Setup
In this part, we are going to export SALM model into TRTLLM. First, let's download the SALM nemo model from NVIDIA ngc.
wget --content-disposition 'https://api.ngc.nvidia.com/v2/models/org/nvidia/team/nemo/speechllm_fc_llama2_7b/1.23.1/files?redirect=true&path=speechllm_fc_llama2_7b.nemo' -O speechllm_fc_llama2_7b.nemo
Then, we need to extract the different parts of SALM.
output=$PWD/output
python3 extract_salm_weights.py --model_file_path=speechllm_fc_llama2_7b.nemo --output_dir=$output
It takes a while to run the above command.
Under the output dir, you'll see:
output
|___speechllm_fc_llama2_7b_lora.nemo
|___speechllm_fc_llama2_7b_perception
| |____model_config.yaml
| |____model_weights.ckpt
|___speechllm_fc_llama2_7b_llm.nemo
|___ xxx.tokenizer.model
After we get the lora nemo model and llm nemo model, we can merge the lora part into the llm by:
python /opt/NeMo/scripts/nlp_language_modeling/merge_lora_weights/merge.py \
trainer.accelerator=gpu \
tensor_model_parallel_size=1 \
pipeline_model_parallel_size=1 \
gpt_model_file=output/speechllm_fc_llama2_7b_llm.nemo \
lora_model_path=output/speechllm_fc_llama2_7b_lora.nemo \
merged_model_path=speechllm_fc_llama2_7b_llm_merged.nemo
Now we are able to export the engine by:
python3 export_salm.py \
model.perception_model_path=output/speechllm_fc_llama2_7b_perception \
model.llm_model_path=output/speechllm_fc_llama2_7b_llm_merged.nemo
You should be able to get the generated engines under ./salm folder. To run the engines, you may run:
from nemo.export.tensorrt_mm_exporter import TensorRTMMExporter
output_dir = "/ws/salm" # the engine directory
trt_llm_exporter = TensorRTMMExporter(model_dir=output_dir, load_model=True, modality='audio')

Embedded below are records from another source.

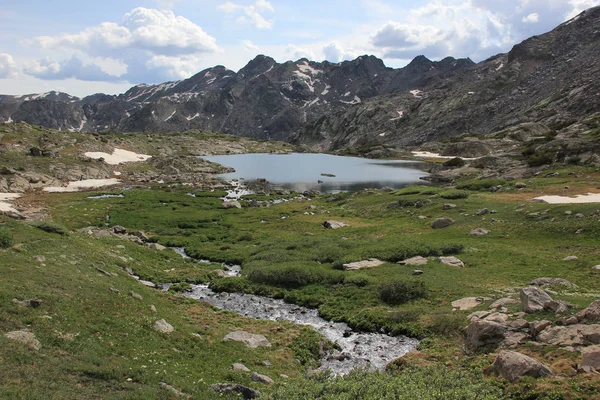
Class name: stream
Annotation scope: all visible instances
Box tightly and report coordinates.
[175,249,419,375]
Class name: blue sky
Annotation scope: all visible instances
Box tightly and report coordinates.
[0,0,600,96]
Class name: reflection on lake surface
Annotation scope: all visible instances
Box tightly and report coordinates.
[202,153,428,193]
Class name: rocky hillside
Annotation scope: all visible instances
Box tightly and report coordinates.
[0,7,600,150]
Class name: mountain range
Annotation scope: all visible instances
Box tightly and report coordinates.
[0,7,600,150]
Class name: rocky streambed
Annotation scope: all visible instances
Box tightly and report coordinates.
[178,266,419,375]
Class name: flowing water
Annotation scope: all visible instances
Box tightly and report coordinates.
[176,256,419,375]
[203,153,428,193]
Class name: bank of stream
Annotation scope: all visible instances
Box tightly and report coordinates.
[170,249,419,375]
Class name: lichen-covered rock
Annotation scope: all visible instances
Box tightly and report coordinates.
[4,331,42,351]
[466,319,508,350]
[223,331,271,349]
[492,350,552,382]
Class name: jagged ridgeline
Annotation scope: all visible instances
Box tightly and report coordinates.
[0,7,600,150]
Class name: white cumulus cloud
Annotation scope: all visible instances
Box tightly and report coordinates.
[27,7,221,83]
[218,0,275,29]
[23,56,121,82]
[323,42,356,63]
[0,53,17,79]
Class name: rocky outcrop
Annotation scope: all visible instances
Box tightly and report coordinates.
[343,258,385,271]
[4,331,42,351]
[492,350,552,382]
[223,331,271,349]
[431,217,454,229]
[466,319,508,350]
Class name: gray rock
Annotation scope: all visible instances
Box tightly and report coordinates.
[250,372,275,385]
[398,256,427,265]
[579,346,600,373]
[147,243,167,251]
[520,287,553,314]
[438,256,465,267]
[529,320,552,337]
[469,228,489,237]
[210,383,260,399]
[490,297,519,309]
[529,278,577,288]
[129,291,144,300]
[343,258,385,271]
[223,200,242,208]
[138,279,156,289]
[113,225,127,235]
[231,363,250,372]
[4,331,42,351]
[492,350,552,382]
[158,382,192,399]
[537,324,600,346]
[431,217,454,229]
[323,220,348,229]
[466,318,507,350]
[452,297,482,310]
[154,319,175,333]
[575,300,600,323]
[223,331,271,349]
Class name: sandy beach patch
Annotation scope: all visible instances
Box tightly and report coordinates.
[533,193,600,204]
[412,151,476,160]
[43,178,121,193]
[0,193,22,214]
[85,149,152,165]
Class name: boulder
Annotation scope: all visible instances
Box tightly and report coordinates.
[398,256,427,265]
[223,331,271,349]
[158,382,192,399]
[210,383,260,399]
[4,331,42,351]
[438,256,465,267]
[452,297,481,311]
[529,278,577,288]
[250,372,275,385]
[466,318,507,350]
[490,297,519,309]
[520,287,553,314]
[529,320,552,337]
[323,220,348,229]
[537,324,600,346]
[431,217,454,229]
[223,200,242,208]
[469,228,489,237]
[343,258,385,271]
[147,243,167,251]
[579,346,600,373]
[575,300,600,323]
[154,319,175,333]
[231,363,250,372]
[492,350,552,382]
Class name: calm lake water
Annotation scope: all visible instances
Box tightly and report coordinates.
[202,153,428,193]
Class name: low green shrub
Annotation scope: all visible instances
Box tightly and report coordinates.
[33,222,69,236]
[439,190,469,200]
[265,366,504,400]
[379,279,427,305]
[443,157,466,168]
[245,262,344,288]
[430,313,467,336]
[456,179,506,191]
[0,228,13,249]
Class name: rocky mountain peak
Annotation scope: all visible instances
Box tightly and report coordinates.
[238,54,277,78]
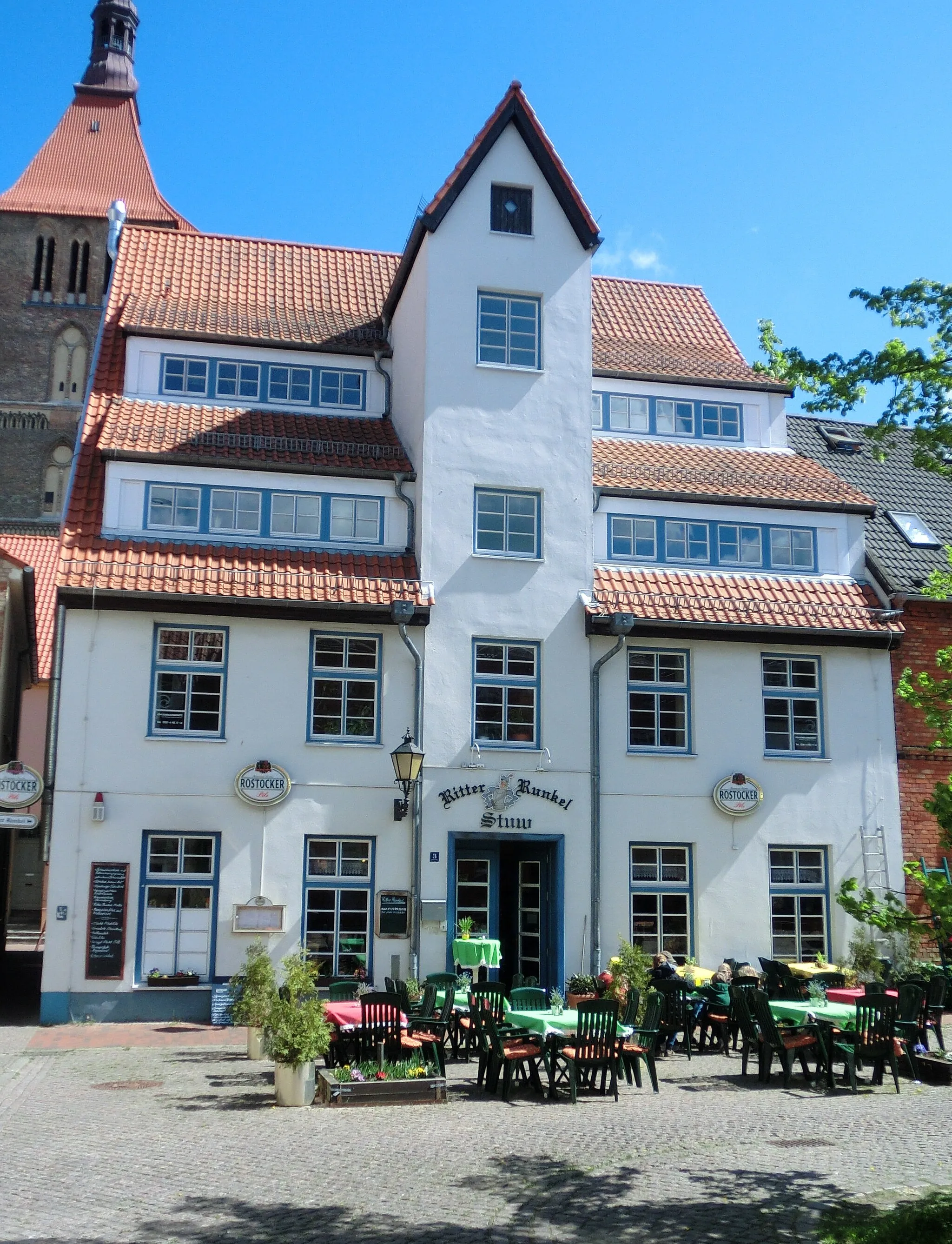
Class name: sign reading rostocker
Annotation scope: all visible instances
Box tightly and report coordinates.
[235,760,291,807]
[714,774,763,816]
[0,760,44,807]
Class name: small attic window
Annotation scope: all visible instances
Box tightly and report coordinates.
[886,510,942,549]
[820,428,866,454]
[489,186,532,235]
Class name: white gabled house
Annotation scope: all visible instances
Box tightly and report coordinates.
[42,83,902,1023]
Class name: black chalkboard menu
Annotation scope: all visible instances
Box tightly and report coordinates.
[377,890,410,937]
[86,863,129,980]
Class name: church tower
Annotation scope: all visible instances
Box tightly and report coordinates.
[0,0,192,534]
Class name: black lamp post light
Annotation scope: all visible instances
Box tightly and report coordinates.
[390,730,424,821]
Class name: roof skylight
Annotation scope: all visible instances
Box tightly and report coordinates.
[886,510,942,549]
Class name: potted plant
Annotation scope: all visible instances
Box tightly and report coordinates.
[264,949,331,1106]
[229,938,277,1058]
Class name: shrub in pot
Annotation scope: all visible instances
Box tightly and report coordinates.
[230,938,277,1058]
[264,951,331,1106]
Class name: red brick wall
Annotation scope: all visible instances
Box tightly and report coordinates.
[892,601,952,867]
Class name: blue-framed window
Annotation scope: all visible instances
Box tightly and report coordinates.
[162,354,209,397]
[629,842,695,963]
[472,639,539,749]
[149,625,229,739]
[143,484,384,545]
[628,648,691,752]
[592,392,743,442]
[760,653,824,756]
[608,514,817,575]
[137,831,220,980]
[308,631,382,743]
[769,846,829,963]
[309,837,377,977]
[474,488,542,557]
[477,290,541,371]
[159,354,367,411]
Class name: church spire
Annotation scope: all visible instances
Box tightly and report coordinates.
[77,0,139,96]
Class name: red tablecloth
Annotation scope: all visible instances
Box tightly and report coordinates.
[324,1000,406,1028]
[826,988,899,1005]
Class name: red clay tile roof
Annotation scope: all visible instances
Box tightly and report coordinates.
[587,566,904,634]
[60,540,432,606]
[592,437,875,514]
[98,398,413,475]
[0,532,60,680]
[0,93,194,230]
[592,276,790,392]
[119,229,400,354]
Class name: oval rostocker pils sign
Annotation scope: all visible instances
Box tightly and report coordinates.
[714,774,763,816]
[235,760,291,807]
[0,760,44,807]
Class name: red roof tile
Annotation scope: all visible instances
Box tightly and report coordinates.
[60,540,432,606]
[98,398,413,475]
[587,566,902,634]
[119,229,400,354]
[592,437,875,514]
[0,92,194,230]
[592,276,789,392]
[0,534,60,680]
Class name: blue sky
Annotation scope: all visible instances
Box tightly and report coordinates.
[0,0,952,417]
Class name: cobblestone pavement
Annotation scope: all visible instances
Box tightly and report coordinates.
[0,1029,952,1244]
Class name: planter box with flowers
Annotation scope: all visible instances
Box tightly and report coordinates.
[317,1060,446,1106]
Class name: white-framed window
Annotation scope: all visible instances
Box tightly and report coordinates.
[267,366,311,406]
[477,291,541,369]
[149,484,201,531]
[472,639,539,748]
[331,496,380,542]
[474,488,542,557]
[209,488,261,535]
[319,367,364,409]
[149,626,227,738]
[629,842,694,963]
[771,527,813,570]
[769,846,828,963]
[304,838,374,978]
[655,397,695,437]
[308,631,380,743]
[162,356,209,397]
[701,402,740,440]
[271,492,321,539]
[665,519,711,561]
[717,523,763,566]
[628,648,691,752]
[760,653,823,756]
[139,833,218,980]
[609,514,657,561]
[215,361,261,399]
[608,403,648,432]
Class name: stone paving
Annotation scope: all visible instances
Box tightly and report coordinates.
[0,1028,952,1244]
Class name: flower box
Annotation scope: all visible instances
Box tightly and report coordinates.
[145,971,199,989]
[317,1067,446,1106]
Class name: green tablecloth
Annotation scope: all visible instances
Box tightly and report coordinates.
[452,937,502,968]
[771,1001,856,1029]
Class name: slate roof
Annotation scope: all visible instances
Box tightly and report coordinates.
[587,566,902,636]
[592,437,874,514]
[592,276,790,393]
[787,415,952,595]
[0,92,194,230]
[0,532,60,680]
[98,397,413,477]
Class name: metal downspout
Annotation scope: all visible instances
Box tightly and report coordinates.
[590,613,635,975]
[42,605,66,863]
[390,601,423,979]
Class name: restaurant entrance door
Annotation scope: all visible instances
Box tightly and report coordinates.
[448,835,563,989]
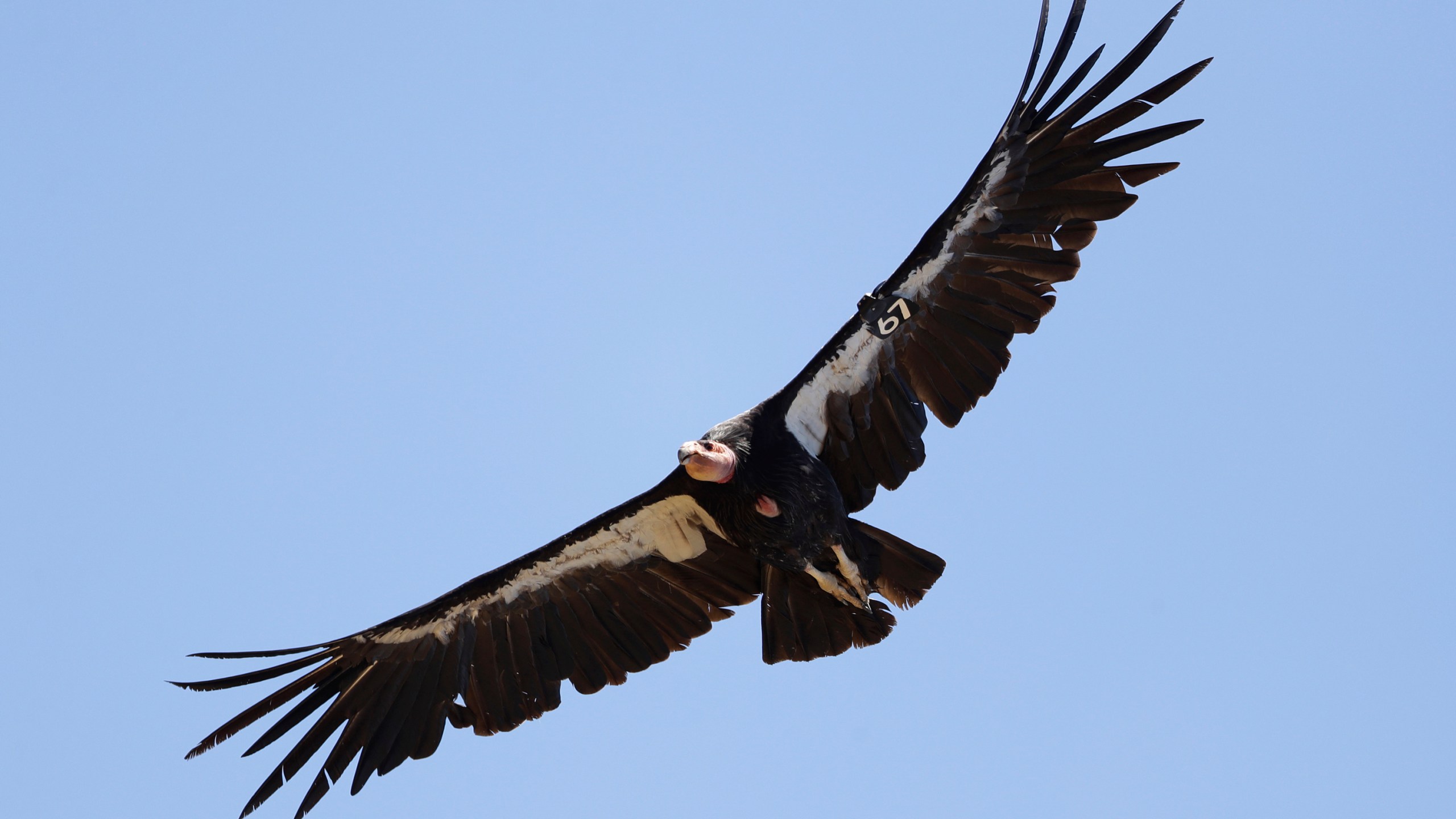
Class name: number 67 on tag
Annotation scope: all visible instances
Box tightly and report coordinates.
[859,295,920,338]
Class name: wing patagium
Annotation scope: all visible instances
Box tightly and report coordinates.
[780,0,1210,511]
[175,472,759,816]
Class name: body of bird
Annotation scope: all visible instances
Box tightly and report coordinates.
[177,0,1209,816]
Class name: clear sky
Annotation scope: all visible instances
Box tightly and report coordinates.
[0,0,1456,819]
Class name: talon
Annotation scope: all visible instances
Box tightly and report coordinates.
[833,544,869,606]
[804,564,869,609]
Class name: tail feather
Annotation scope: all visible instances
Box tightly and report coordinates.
[762,562,895,664]
[760,519,945,664]
[849,518,945,609]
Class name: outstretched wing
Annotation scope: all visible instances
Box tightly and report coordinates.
[176,469,760,816]
[777,0,1210,511]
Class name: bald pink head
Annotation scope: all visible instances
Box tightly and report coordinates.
[677,440,738,484]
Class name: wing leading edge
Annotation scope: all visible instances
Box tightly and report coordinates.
[175,471,760,816]
[777,0,1211,511]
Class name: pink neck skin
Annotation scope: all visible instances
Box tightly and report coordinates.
[683,440,738,484]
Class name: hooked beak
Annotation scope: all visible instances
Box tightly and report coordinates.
[677,440,738,484]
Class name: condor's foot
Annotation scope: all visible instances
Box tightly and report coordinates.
[804,547,869,609]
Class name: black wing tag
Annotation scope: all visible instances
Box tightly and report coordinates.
[859,293,920,338]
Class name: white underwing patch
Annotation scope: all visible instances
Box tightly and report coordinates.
[373,495,722,643]
[785,144,1011,456]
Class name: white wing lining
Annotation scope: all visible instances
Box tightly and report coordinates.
[373,495,722,644]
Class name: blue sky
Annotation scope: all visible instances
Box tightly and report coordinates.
[0,0,1456,819]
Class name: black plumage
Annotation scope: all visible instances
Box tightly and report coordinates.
[177,0,1209,816]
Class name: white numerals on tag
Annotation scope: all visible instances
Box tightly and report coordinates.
[865,296,916,338]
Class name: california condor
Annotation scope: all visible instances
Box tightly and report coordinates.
[176,0,1209,816]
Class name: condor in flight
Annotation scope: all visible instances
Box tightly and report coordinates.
[177,0,1209,816]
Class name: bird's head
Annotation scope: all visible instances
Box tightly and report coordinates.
[677,440,738,484]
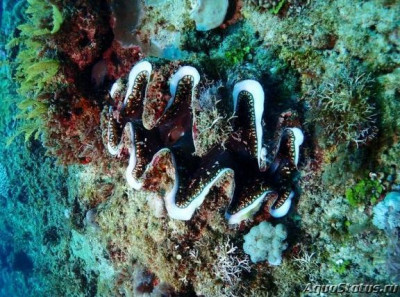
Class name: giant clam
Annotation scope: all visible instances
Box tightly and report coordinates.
[106,60,303,224]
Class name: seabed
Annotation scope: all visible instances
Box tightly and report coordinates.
[0,0,400,297]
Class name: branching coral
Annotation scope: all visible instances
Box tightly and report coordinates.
[306,68,378,147]
[214,240,250,286]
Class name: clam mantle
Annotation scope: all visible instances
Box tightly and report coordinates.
[107,60,303,224]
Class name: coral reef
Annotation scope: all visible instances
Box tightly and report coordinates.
[0,163,10,198]
[190,0,230,31]
[0,0,400,297]
[243,222,287,265]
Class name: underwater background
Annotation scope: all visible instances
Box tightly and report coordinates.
[0,0,400,297]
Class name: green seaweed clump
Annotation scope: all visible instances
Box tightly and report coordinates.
[7,0,63,144]
[346,179,384,207]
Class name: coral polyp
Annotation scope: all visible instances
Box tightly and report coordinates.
[103,61,303,224]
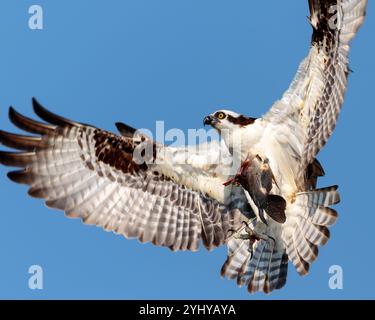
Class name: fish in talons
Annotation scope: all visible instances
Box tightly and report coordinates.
[224,155,286,225]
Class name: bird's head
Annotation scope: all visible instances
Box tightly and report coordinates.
[203,110,256,132]
[203,110,256,152]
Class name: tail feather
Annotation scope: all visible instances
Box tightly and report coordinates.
[221,232,288,293]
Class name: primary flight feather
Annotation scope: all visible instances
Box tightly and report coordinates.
[0,0,367,293]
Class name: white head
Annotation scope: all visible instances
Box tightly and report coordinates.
[203,110,256,152]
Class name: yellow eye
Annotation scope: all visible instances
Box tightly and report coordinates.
[217,112,225,120]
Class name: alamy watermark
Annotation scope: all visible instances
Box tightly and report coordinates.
[328,265,344,290]
[28,265,43,290]
[28,4,44,30]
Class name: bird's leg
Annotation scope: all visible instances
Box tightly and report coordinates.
[233,221,268,243]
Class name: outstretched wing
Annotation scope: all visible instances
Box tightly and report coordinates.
[265,0,367,189]
[0,100,245,250]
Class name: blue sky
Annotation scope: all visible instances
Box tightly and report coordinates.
[0,0,375,300]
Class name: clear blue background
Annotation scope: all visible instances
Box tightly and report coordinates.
[0,0,375,299]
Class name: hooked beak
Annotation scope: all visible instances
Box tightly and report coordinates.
[203,116,217,126]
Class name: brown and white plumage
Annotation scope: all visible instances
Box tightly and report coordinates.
[214,0,367,292]
[0,100,247,250]
[0,0,367,293]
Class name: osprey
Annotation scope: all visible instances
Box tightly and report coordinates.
[0,0,367,293]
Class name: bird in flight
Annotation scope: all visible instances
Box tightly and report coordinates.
[0,0,367,293]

input_text = "Q: what's the transcription of the audio? A:"
input_media = '/ws/data/test_audio.wav'
print(trt_llm_exporter.forward(input_text, input_media))
Deploy
If you want to generate the engines and deploy them with Triton Inference Server, you may also run:
python3 NeMo/scripts/deploy/multimodal/deploy_triton.py \
--modality="audio" \
--visual_checkpoint=NeMo/examples/multimodal/speech_llm/export/output/speechllm_fc_llama2_7b_perception \
--llm_checkpoint=NeMo/examples/multimodal/speech_llm/export/output/speechllm_fc_llama2_7b_llm_merged.nemo \
--llm_model_type="llama" \
--model_type="salm" \
--triton_model_name="salm" \
--max_input_len=4096 \
--max_output_len=256 \
--max_multimodal_len=3072 \
--triton_model_repository=/tmp/trt_model_dir/
And on client side, you may run:
python3 NeMo/scripts/deploy/multimodal/query.py \
--model_name="salm" \
--model_type="salm" \
--input_text="Q: what's the transcription of the audio? A:" \
--input_media=/ws/data/test_audio.wav
For more details, please check NeMo/scripts/deploy/multimodal/deploy_triton.py and NeMo/scripts/deploy/multimodal/query.py.